Aunque la política de la dirigencia del PAN, que encabeza Mario Riestra, ha sido lanzar la piedra y esconder la mano, cada vez les es más difícil fingir ante su dirigencia nacional que son oposición, y ante el Gobierno de Puebla que están fuera del golpeteo mediático.
Veamos.
Apenas la semana pasada, el Comité Directivo Municipal que encabezan Gaby Ruiz y Manolo Herrera –ambos perfiles impulsados por Riestra– ofreció un “café político” sobre el cablebús, contra el cablebús.
El objetivo: hablar sobre todas las “desventajas”, según ellos, del proyecto del gobernador Alejandro Armenta.
Ahí, me cuentan mis fuentes, instruyeron a los jóvenes sobre el discurso, que a consideración del blanquiazul se debe promover en redes sociales y entre la sociedad.
Los videos que en su momento se subieron sobre la conferencia, los bajaron de redes sociales.
La plática dejó sus frutos, vemos el discurso perfectamente entendido y vaciado en la publicación de Facebook de Andrés Cobarrubias, integrante de Acción Juvenil.
Él habla del proyecto como “una ocurrencia que hipoteca a Puebla”. Y bueno, dice que se sentaron con diversos especialistas para “exhibir el despilfarro”.
A otros dos que ya convencieron para hablar contra el cablebús es al vocero y secretario de Comunicación, Víctor Batalla, quien lleva dos días atizando en sus redes sociales en contra de una de las obras emblemáticas del Gobierno de Puebla.
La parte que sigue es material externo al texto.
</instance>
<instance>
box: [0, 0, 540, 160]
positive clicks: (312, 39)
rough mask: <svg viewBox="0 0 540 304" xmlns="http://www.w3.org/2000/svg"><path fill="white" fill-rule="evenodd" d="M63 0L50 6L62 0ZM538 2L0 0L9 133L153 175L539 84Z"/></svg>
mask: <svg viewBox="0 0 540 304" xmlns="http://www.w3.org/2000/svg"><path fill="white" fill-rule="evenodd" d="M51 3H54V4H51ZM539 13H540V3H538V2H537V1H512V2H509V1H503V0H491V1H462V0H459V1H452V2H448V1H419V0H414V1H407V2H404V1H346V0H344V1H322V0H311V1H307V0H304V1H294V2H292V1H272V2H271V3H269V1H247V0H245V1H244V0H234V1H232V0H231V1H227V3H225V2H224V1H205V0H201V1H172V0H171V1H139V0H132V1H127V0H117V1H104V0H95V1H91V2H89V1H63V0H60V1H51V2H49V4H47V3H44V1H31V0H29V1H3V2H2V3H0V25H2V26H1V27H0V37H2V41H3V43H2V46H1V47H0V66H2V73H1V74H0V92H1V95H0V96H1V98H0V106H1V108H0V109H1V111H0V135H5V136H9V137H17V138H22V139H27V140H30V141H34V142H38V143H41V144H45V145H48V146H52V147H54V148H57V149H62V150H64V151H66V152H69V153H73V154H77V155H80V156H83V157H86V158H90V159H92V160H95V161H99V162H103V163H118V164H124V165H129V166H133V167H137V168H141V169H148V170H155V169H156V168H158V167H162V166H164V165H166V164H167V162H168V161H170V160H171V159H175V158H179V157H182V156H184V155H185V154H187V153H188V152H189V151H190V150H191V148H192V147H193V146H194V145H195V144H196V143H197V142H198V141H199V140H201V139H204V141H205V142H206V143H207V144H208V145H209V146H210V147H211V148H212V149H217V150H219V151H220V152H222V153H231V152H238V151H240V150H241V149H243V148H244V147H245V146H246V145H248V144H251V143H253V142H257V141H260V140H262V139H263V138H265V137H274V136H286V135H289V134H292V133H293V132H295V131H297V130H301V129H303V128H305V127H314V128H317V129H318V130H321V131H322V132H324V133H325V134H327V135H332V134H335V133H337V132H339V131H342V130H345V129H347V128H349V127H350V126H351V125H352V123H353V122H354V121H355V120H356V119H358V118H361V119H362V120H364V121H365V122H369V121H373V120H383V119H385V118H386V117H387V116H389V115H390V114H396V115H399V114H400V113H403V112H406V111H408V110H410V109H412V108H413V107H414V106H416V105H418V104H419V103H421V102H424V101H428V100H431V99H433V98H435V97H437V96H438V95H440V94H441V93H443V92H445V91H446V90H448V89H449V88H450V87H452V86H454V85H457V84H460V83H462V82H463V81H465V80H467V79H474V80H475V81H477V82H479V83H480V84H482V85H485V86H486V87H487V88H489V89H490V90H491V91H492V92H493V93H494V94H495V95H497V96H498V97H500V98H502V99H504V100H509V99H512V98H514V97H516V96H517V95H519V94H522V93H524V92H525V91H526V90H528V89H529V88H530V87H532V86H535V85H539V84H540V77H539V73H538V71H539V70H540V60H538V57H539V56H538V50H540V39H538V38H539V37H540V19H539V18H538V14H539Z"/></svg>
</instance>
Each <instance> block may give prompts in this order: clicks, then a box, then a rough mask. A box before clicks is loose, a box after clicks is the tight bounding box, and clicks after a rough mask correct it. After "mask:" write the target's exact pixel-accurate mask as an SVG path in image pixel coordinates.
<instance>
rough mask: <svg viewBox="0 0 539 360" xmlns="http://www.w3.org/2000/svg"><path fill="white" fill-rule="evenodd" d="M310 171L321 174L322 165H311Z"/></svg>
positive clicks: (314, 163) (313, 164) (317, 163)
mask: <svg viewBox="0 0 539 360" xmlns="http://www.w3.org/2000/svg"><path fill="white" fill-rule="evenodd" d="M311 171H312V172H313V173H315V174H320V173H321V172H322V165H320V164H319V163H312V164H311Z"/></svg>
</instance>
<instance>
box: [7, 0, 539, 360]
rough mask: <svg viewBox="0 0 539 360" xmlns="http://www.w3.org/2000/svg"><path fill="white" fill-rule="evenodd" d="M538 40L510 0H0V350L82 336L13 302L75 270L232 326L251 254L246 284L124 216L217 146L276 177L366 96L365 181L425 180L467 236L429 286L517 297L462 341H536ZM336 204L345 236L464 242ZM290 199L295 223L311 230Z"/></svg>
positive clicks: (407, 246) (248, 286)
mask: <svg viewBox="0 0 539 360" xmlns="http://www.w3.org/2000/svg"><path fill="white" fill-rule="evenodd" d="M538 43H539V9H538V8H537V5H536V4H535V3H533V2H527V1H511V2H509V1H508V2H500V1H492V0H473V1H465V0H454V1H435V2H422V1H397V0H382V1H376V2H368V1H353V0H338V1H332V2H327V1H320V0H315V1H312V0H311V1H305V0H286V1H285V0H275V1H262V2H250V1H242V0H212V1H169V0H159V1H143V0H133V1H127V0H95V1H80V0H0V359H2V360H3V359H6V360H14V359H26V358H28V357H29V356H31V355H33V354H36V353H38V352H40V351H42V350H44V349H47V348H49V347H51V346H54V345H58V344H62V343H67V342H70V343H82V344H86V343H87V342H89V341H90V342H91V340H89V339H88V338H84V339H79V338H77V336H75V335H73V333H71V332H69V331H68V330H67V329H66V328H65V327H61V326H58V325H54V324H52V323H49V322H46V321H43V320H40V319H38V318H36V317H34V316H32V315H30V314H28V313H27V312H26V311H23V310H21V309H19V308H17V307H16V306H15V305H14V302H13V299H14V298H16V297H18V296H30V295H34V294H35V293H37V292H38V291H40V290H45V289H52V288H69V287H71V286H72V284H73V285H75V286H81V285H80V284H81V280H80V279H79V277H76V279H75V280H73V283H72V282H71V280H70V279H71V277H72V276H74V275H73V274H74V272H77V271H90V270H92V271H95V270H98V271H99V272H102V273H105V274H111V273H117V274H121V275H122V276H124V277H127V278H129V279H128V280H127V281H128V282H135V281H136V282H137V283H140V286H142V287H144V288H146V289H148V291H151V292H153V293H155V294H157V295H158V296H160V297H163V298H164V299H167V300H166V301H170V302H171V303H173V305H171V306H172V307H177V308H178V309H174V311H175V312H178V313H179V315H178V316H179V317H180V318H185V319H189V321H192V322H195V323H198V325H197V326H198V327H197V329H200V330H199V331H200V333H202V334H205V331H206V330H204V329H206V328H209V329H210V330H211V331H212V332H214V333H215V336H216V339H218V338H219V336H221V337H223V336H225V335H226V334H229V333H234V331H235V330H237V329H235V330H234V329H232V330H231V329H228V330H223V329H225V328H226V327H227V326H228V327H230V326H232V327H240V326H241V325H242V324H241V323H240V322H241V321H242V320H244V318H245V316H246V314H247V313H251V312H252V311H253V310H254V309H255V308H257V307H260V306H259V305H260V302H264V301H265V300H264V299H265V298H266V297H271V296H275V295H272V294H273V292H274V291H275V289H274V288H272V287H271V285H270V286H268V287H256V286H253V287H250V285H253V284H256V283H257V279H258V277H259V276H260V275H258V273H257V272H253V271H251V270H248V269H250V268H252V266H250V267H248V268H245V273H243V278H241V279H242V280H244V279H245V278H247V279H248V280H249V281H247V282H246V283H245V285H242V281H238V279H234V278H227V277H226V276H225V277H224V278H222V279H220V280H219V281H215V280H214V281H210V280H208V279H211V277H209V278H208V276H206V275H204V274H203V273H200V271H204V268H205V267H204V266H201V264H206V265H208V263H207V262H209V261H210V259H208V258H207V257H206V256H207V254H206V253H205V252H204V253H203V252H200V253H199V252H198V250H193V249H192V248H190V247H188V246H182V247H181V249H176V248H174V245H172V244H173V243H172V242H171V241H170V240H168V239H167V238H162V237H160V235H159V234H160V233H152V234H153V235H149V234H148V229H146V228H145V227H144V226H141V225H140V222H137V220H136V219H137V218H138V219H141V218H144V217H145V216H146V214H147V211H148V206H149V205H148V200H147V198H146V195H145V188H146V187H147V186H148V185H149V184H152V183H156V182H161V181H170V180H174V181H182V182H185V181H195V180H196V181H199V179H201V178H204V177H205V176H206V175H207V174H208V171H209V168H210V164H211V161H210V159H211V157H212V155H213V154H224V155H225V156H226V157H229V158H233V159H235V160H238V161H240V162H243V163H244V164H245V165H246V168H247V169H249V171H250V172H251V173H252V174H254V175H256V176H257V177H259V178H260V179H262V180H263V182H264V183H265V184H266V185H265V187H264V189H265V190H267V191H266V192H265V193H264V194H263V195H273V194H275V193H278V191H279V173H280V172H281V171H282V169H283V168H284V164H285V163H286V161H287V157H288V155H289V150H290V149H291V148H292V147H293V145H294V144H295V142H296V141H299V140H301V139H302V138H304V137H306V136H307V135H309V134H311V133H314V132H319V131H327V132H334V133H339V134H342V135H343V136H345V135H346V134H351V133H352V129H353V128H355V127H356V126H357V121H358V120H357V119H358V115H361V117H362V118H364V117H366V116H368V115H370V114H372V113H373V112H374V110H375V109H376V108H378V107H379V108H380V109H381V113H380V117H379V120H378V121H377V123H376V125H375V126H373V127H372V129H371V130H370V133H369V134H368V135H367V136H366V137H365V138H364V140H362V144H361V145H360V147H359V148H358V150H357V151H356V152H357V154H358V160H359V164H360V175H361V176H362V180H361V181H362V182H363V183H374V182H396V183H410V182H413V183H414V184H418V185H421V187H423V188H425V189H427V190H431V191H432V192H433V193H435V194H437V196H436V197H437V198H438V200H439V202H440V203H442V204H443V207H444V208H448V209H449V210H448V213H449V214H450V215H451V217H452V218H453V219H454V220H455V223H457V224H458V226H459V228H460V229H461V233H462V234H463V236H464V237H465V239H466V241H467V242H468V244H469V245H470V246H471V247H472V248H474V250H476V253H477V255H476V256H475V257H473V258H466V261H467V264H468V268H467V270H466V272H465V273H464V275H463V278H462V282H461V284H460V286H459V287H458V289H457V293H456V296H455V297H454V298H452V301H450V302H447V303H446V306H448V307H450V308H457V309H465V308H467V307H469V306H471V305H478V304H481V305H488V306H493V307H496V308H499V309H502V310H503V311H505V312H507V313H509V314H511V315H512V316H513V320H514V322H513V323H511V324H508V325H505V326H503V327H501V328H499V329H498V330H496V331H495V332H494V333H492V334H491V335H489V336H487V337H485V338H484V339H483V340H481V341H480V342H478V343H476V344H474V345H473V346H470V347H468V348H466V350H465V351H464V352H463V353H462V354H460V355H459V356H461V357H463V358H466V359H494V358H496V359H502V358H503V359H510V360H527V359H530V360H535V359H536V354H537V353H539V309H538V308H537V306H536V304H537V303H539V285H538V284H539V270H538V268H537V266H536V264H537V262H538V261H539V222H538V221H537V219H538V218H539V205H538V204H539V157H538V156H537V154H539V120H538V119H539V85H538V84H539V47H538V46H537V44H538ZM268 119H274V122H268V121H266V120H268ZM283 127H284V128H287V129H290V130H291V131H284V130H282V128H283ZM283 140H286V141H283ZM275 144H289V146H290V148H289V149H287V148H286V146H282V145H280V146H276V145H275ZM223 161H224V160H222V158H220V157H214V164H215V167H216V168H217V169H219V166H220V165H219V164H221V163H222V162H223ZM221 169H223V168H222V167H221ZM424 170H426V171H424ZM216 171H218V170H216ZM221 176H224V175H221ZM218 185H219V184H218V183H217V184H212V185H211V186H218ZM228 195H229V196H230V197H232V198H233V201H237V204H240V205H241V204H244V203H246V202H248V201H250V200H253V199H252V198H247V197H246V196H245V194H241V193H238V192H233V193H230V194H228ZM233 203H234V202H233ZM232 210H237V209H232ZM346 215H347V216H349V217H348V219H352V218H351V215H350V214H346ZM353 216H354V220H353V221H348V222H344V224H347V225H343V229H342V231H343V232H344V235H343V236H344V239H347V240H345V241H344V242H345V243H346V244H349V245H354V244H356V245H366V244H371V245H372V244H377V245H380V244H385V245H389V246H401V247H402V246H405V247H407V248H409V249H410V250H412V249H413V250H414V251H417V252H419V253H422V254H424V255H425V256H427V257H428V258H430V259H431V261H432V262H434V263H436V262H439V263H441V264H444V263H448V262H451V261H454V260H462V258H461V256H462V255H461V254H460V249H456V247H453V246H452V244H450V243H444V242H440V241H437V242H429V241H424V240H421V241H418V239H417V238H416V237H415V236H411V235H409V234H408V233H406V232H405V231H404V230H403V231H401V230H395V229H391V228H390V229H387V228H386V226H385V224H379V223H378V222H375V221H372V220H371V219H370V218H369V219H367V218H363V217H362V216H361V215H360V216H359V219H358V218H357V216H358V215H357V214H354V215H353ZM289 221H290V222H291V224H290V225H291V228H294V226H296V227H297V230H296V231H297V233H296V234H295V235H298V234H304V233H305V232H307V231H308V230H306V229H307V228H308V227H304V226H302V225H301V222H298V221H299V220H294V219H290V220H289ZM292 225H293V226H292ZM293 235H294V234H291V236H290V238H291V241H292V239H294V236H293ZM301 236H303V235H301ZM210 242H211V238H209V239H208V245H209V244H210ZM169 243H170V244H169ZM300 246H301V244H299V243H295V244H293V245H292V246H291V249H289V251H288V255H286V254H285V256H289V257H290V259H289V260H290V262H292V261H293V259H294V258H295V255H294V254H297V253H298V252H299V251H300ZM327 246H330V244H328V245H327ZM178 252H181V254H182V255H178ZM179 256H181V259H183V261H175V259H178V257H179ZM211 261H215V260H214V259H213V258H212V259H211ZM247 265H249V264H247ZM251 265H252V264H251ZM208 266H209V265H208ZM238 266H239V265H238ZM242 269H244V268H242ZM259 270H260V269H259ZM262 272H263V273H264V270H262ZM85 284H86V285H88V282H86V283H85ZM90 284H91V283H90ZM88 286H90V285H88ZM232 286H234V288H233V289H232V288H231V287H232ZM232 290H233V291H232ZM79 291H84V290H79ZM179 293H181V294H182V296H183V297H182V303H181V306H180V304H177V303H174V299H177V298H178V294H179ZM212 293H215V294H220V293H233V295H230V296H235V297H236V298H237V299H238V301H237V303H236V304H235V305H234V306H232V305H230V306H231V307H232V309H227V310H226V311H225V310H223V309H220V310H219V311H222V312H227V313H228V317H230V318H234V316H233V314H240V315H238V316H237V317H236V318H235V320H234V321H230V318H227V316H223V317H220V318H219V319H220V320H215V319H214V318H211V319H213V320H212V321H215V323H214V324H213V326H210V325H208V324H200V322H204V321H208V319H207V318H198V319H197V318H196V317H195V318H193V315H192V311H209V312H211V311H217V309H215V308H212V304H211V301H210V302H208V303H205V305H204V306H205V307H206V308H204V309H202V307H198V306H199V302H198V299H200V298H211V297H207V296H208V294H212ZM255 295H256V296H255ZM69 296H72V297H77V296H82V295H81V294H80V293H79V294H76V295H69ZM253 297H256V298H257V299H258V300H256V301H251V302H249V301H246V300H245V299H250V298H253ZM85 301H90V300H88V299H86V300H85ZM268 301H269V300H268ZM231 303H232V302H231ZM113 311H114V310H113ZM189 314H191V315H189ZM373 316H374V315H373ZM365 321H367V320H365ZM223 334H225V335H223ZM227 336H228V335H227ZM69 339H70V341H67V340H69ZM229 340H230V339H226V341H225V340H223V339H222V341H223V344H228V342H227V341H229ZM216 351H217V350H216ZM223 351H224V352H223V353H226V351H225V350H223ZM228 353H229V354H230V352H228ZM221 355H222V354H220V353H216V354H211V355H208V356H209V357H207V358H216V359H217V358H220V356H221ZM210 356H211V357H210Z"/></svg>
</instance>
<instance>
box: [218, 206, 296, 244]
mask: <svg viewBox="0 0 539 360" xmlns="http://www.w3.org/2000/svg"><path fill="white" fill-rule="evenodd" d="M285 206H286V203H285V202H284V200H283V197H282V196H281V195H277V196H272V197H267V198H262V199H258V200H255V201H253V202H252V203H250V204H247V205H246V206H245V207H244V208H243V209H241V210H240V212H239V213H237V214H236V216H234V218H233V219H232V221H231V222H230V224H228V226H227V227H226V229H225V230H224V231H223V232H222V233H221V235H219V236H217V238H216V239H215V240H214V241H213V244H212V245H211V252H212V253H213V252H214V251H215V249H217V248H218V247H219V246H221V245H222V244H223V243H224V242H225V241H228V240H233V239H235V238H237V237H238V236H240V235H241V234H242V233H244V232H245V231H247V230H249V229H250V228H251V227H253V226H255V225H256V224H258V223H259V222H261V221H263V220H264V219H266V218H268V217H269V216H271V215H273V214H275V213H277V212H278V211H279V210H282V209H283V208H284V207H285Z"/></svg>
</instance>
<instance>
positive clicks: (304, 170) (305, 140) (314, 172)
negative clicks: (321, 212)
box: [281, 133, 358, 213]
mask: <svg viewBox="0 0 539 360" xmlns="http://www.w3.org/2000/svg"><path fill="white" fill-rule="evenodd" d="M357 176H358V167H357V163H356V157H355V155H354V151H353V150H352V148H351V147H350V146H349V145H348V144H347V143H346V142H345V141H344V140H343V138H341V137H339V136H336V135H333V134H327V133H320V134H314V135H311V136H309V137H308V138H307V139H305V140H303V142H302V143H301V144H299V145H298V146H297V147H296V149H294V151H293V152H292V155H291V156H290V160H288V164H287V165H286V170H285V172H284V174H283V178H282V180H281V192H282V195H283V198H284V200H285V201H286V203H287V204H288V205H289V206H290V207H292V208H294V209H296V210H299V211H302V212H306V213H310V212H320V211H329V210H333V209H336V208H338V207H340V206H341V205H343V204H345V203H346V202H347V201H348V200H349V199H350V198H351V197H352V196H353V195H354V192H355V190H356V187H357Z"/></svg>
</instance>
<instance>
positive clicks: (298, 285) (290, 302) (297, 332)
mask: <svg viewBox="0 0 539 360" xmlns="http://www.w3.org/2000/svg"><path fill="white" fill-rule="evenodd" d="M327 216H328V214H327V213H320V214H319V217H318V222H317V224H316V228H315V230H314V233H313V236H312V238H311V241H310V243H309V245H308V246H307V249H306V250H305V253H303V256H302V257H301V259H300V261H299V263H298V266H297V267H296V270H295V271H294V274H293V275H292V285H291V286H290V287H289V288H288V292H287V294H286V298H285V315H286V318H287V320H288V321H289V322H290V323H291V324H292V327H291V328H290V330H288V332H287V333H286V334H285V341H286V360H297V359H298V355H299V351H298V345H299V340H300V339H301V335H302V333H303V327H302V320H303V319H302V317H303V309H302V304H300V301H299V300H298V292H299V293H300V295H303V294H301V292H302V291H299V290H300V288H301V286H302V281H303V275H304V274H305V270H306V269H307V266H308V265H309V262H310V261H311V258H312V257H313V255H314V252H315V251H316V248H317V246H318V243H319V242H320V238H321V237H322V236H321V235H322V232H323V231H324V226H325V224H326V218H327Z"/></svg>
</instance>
A ver, su postura, más que crítica, como podría ser, es beligerante. Los posts, dicen, son dictados desde la dirigencia. A ver, no hay necesidad de decirle “estúpido” al gobernador, peor, baja de nivel sus posibles argumentos.
Otro es el regidor Carlos Montiel, quien siempre ha sido muy listo y mesurado, a él ya le dijeron que si le echa ganas lo dejarán contender por la diputación local por el Distrito 17. Yo nomás le digo que ese ya tiene nombre y apellido, y que no es el de usted el que se lee en la hoja de decisiones.
A ver, no me malentiendan.
Es obvio que el PAN va contra el cablebús, que deben capitalizar las obras del gobierno para la elección.
Yo lo que quiero demostrar es que lanzan la piedra y esconden la mano.
Nada más.
Mario Riestra envía a personajes de los que, en privado se deslinda.
Porque parte de lo que habló en su reunión con el gobernador Alejandro Armenta fue eso, ir a decir que es el alcalde capitalino quien mueve el discurso contra el cablebús y no él.
Esa es otra cosa muy cobarde, que mande a sus esbirros y él grabe videos comiendo memelitas en el centro (que por cierto se me hizo agua la boca).
Cierro con esto.
Los manda, igual que en su momento mandó a Jesús Zaldívar a atacar, sin recato ni respeto, al entonces candidato Alejandro Armenta y terminó fugado y sin respaldo de Riestra.